SYDNEY, Australia — An Australian nurse who worked for the International Red Cross in Sierra Leone treating patients suffering from Ebola has developed a fever and been admitted to a hospital in Cairns, in northeast Australia.
The chief health officer for the state of Queensland, Dr. Jeannette Young, said on Thursday that the woman had returned over the weekend from a month of work in Sierra Leone. She landed in Brisbane, the state’s capital and most populous city, and then traveled to her home in Cairns.
“Importantly, she has reported that while in Sierra Leone strict personal protective equipment, or P.P.E., procedures were followed at all times and were not breached at any stage,” Dr. Young said in a statement issued by the state government’s Health Department.
The statement said the “broader community is not at risk of contracting Ebola virus disease regardless of whether this health care worker has the disease or not,” because the nurse followed strict protocols after returning to Australia, including taking her own temperature twice daily and remaining in isolation at home.
At a news conference held in Brisbane, Dr. Young said the 57-year-old woman, who has not been identified by name, was well when she returned to Australia.
“She has been exposed to people with the disease while working with people in Sierra Leone,” Dr. Young told reporters. “She has been in home isolation since then, following the protocol that we put in place nationally.
“This morning she rang up as part of that national protocol because she had developed a low-grade fever of 37.6 degrees Celsius,” or 99.7 degrees Fahrenheit, Dr. Young said. “We felt it important that she come into the Cairns hospital and be tested for Ebola virus disease.”
Blood samples have been taken from the woman to be tested in Brisbane, and results would be known in the early hours of Friday. She remains in isolation at the Cairns hospital.
The Health Department statement added: “While Ebola is a very serious disease, it is not highly contagious as it cannot be caught through coughing or sneezing; a person is not infectious until they are unwell with the disease.” It noted that the infection risk is extremely low unless there has been direct exposure to an infected person’s bodily fluids.
The Australian nurse is the second person in Queensland State to be tested for the Ebola virus.

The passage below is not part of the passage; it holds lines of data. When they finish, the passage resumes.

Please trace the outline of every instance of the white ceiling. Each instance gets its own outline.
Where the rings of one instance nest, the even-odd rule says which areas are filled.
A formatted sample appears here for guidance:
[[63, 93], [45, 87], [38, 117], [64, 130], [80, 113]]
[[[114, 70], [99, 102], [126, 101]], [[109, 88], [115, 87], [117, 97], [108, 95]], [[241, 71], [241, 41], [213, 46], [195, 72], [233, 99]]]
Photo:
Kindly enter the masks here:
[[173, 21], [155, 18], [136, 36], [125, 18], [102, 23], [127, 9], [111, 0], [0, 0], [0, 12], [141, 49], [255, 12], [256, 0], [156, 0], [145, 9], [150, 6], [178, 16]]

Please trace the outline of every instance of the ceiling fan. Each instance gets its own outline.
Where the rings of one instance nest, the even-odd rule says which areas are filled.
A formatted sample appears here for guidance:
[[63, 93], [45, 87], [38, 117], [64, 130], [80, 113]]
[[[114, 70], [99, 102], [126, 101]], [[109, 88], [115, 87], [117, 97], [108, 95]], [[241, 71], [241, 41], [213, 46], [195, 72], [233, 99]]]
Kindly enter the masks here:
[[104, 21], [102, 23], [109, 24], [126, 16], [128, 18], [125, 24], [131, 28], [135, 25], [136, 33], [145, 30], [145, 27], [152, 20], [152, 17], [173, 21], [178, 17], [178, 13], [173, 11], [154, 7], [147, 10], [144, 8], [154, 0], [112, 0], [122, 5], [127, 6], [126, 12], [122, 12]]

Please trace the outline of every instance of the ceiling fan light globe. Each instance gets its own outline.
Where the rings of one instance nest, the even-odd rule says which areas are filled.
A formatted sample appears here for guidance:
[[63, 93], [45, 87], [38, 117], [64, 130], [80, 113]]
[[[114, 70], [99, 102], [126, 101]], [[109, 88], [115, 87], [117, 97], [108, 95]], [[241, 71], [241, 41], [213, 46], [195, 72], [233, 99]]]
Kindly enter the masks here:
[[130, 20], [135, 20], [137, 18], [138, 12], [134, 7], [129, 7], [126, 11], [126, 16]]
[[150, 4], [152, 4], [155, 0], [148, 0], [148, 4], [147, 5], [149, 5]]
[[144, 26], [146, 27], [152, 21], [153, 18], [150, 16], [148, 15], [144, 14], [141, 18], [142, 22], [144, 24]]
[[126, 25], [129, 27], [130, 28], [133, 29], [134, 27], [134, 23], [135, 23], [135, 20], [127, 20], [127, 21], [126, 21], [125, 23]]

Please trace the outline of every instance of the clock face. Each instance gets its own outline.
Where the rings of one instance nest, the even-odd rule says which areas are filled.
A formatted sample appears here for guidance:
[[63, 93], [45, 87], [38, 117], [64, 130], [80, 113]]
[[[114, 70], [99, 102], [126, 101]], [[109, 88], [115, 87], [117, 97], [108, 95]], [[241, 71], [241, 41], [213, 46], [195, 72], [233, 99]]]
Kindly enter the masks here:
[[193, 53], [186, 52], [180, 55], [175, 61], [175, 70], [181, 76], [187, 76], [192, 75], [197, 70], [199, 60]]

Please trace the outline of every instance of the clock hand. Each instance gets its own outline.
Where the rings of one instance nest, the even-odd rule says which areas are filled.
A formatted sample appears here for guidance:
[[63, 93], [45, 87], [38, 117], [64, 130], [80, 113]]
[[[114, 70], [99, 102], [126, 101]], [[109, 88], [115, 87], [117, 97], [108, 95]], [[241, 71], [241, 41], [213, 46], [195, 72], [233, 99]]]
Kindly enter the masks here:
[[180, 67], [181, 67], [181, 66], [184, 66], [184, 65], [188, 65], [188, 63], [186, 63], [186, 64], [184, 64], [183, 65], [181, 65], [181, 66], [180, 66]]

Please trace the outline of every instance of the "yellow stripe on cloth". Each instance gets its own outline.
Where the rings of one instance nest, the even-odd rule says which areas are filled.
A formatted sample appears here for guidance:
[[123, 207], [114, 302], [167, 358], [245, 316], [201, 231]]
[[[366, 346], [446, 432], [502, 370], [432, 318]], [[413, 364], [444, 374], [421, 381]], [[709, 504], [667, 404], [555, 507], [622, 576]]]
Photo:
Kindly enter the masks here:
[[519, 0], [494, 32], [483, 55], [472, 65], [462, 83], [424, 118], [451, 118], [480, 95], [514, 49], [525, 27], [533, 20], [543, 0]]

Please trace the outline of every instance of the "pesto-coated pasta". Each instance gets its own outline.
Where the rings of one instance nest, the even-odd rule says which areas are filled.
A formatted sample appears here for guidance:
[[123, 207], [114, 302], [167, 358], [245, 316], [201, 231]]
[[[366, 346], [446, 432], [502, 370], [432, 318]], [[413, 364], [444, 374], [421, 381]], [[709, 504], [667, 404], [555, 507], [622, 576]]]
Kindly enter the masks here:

A 27-year-old man from the Gold Coast was tested Sept. 11, after he returned to Queensland from travels in Africa. The man’s test results were negative for the virus.
In a statement on Wednesday, the World Health Organization said that there were around 8,033 confirmed cases of Ebola and 3,879 people had died, including 725 confirmed deaths in Sierra Leone, one of the worst affected nations in the current outbreak.

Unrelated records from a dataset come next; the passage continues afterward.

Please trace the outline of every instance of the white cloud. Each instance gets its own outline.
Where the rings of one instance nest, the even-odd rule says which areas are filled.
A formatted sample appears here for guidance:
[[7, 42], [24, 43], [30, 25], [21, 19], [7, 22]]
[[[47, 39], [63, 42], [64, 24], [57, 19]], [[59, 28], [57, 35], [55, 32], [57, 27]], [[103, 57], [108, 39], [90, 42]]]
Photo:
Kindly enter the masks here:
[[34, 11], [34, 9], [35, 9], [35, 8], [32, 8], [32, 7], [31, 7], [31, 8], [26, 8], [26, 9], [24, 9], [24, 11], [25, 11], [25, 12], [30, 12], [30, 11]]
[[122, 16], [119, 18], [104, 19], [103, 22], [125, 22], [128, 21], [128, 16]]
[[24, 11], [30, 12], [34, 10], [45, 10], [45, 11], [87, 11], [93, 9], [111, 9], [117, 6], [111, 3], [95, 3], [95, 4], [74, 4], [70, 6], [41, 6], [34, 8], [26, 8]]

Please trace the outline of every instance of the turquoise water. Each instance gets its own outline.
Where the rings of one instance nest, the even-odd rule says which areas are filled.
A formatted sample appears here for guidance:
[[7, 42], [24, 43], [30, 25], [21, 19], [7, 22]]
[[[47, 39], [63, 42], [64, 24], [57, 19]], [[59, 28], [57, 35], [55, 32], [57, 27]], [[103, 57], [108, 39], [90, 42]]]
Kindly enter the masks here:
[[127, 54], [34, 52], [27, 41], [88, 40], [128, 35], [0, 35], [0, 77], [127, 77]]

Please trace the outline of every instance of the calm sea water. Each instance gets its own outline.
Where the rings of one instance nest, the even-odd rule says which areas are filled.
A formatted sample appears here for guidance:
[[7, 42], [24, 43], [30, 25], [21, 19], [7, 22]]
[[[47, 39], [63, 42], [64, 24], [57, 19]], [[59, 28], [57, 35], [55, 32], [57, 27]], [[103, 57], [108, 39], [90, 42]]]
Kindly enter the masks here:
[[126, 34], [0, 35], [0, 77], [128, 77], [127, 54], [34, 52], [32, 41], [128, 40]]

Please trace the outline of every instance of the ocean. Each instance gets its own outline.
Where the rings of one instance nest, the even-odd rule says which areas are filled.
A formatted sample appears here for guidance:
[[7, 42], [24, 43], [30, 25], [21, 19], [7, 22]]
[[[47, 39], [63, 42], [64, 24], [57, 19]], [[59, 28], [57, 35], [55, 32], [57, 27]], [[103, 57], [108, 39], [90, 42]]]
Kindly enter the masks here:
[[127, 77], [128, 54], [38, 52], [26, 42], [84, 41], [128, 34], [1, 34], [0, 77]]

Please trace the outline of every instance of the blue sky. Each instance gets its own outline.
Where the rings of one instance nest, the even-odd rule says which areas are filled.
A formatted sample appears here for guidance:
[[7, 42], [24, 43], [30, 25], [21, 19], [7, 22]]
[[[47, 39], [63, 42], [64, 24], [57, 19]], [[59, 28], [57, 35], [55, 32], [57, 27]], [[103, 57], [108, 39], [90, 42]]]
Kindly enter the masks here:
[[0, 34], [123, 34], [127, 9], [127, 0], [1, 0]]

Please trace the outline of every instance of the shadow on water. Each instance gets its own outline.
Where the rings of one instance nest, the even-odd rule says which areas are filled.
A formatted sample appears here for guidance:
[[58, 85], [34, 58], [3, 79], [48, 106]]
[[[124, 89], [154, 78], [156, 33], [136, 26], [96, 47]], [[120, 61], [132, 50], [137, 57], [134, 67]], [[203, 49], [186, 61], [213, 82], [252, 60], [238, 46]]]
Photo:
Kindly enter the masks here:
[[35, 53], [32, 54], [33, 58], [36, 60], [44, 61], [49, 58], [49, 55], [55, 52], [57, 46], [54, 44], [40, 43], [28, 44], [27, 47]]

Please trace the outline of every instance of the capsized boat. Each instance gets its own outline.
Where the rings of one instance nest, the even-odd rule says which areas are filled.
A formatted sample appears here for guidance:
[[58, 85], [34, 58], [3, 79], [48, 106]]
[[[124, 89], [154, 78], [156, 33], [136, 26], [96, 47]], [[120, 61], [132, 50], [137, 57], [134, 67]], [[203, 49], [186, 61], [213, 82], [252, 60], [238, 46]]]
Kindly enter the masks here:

The W.H.O. said the Sierra Leone capital, Freetown, had reported a surge in new cases over the past seven to eight weeks. More than 200 health care workers have died from Ebola, most of them in West Africa.
Only two cases have been diagnosed outside West Africa: A Liberian man began showing symptoms four days after arriving in Dallas, Tex., and he died on Wednesday; and a Spanish nurse, working in Madrid, has tested positive for the disease after treating a missionary who had contracted the disease in Sierra Leone.